I start by browning ground beef, about a half pound. I know for many that isn't enough meat, but like Elaine @ Sunny Simple Life says "meat is the condiment these days." At today's prices I tend to agree. Anyway, I add salt, pepper and chili powder to the beef as I am browning it.
After I drain the beef I add a quart of my home canned tomato juice. Then add a quart of water. I usually add more chili powder at this time.
I heat this over medium high heat until it cooks down to about half of what it originally was. (At this point I would also add a can of beans if it were just for me. Chuck doesn't like beans so they stay out. )
I hope you can see by the picture the difference in color. Cooking this down thickens it just a little and helps the flavors to blend. I then turn this down to a simmer, add another quart of water and more chili powder. I am generally to this point about lunch time. For the rest of the afternoon I let it simmer and add additional water if needed. The longer this simmers the better the flavor.
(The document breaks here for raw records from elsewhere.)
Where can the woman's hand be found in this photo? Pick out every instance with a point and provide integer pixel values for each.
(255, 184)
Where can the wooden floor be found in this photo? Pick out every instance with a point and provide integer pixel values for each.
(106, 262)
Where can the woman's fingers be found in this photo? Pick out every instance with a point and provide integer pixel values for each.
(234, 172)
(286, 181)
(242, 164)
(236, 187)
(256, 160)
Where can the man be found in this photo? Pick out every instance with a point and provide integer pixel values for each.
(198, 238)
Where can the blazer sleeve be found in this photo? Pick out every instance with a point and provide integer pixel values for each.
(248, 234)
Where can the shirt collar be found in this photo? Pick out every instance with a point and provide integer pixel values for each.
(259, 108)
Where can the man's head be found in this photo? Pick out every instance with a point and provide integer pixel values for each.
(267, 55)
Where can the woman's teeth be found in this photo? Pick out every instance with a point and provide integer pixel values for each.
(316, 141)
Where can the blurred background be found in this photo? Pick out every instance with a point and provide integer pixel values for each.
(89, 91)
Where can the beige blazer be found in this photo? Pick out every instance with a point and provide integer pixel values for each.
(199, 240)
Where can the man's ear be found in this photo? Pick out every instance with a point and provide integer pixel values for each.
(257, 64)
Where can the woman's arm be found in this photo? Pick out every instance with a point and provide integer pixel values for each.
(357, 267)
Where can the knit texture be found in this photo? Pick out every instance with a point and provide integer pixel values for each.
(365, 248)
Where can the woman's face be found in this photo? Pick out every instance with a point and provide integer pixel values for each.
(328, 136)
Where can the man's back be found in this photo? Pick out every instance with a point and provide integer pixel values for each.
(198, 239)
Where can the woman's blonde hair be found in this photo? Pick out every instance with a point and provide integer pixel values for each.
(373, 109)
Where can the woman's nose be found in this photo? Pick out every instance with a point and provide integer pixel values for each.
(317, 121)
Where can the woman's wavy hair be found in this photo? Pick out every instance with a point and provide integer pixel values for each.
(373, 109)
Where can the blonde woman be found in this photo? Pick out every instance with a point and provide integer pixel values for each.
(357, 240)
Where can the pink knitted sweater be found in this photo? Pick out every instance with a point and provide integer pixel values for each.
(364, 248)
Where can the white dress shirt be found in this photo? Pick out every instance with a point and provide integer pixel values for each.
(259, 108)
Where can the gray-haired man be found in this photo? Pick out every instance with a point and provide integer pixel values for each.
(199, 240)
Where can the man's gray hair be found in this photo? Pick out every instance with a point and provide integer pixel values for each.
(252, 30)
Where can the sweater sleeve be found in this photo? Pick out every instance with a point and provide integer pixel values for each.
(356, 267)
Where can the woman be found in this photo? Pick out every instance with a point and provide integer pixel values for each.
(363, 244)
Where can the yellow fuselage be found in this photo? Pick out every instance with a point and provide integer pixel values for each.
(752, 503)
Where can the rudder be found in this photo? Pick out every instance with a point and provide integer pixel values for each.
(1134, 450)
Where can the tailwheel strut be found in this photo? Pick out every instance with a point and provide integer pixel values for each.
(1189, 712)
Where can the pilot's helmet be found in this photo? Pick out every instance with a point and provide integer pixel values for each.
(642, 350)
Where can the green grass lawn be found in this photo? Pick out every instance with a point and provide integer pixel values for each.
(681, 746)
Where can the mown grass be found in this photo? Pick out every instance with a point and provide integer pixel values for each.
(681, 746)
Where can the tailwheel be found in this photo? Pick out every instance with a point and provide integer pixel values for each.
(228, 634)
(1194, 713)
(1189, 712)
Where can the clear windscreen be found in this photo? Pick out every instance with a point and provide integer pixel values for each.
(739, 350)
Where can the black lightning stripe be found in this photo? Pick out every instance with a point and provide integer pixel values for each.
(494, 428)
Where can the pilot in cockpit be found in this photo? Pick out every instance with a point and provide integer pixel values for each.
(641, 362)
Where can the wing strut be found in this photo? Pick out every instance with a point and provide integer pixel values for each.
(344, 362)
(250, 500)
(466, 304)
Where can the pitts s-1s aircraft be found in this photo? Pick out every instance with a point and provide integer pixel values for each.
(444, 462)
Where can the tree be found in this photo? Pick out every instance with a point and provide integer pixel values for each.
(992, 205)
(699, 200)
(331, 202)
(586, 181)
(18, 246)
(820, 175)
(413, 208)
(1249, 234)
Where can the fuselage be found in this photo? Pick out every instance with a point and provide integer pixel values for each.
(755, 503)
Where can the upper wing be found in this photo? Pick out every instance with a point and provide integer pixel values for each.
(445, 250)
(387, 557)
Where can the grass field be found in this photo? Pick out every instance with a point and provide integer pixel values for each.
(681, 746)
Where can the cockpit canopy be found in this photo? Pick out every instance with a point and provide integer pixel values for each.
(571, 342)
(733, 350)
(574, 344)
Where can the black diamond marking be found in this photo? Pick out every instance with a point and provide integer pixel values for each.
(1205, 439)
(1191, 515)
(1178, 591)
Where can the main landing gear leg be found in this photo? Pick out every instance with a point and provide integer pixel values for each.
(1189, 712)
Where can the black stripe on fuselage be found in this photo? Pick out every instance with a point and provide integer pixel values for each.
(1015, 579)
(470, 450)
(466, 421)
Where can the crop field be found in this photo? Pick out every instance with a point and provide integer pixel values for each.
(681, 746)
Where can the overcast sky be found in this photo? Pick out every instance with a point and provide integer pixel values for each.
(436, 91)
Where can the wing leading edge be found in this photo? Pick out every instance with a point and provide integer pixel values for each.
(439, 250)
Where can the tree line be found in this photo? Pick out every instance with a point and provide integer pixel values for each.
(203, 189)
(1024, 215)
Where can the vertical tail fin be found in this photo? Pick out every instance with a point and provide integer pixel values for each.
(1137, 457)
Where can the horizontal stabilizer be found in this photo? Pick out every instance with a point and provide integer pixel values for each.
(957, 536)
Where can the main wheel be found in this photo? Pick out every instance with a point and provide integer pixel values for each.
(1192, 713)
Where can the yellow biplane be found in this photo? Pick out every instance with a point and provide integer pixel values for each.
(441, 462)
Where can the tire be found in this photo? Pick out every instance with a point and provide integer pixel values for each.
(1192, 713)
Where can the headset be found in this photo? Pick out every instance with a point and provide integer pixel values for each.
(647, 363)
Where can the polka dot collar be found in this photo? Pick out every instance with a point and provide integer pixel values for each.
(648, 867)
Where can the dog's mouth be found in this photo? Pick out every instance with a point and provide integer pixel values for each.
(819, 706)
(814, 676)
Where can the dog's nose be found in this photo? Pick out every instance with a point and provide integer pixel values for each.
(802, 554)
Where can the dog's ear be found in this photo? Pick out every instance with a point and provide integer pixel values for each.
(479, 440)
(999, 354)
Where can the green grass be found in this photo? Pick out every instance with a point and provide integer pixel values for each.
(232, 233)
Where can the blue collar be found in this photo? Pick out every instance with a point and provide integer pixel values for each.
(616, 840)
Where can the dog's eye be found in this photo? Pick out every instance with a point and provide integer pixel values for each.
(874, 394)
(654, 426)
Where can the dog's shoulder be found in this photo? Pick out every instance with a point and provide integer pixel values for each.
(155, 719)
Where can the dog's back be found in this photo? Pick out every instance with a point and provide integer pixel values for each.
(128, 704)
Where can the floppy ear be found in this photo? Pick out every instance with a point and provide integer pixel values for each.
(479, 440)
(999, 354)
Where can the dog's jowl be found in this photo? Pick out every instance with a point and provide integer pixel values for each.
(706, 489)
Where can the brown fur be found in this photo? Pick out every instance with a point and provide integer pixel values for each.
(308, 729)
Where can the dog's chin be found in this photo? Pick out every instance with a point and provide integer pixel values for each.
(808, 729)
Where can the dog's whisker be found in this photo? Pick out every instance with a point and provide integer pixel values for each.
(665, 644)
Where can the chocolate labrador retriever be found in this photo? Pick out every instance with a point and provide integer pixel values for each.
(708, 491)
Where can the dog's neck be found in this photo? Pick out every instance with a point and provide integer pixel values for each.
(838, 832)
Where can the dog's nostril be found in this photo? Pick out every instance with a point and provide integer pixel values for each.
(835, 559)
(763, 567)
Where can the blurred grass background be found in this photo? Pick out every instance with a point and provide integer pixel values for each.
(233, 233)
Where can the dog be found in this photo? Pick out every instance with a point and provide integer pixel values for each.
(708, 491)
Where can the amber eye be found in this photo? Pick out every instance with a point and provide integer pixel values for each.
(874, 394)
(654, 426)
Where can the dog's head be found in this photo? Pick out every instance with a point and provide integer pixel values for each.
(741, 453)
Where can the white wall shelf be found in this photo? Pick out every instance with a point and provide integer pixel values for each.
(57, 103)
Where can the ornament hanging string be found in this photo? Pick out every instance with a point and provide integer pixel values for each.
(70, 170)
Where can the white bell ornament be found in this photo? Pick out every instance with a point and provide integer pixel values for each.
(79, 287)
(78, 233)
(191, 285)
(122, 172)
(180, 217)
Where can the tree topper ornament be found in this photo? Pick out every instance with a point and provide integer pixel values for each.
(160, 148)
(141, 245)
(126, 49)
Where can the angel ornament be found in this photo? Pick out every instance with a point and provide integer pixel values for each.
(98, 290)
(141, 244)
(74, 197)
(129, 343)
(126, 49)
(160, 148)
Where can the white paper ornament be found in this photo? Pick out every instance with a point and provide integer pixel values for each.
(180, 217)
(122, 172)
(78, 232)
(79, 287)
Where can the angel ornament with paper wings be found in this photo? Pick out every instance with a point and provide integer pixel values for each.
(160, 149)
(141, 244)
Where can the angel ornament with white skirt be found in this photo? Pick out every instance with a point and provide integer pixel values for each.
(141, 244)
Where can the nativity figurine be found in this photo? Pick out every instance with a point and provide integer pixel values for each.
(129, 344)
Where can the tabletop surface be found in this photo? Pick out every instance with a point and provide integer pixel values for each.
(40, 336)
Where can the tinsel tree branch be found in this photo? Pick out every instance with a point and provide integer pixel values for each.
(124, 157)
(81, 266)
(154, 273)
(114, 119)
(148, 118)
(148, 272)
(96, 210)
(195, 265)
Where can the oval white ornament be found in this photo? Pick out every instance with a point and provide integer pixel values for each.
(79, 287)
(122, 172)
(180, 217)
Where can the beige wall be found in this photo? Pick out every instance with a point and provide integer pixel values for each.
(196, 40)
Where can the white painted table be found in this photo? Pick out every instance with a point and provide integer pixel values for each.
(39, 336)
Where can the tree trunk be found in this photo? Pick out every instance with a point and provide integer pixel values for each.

An hour before dinner I will bring this back to a boil and add 2 cups of elbow macaroni. It is very important that you stir often to keep the noodles from sticking! Once tender I sometimes need to add a little more water and chili powder (I never measure this. I season to taste.) It really depends on how much liquid you like in your chili. I then keep it warm until serving.
I like to serve this with warm cornbread.
May your day be filled with joy and contentment!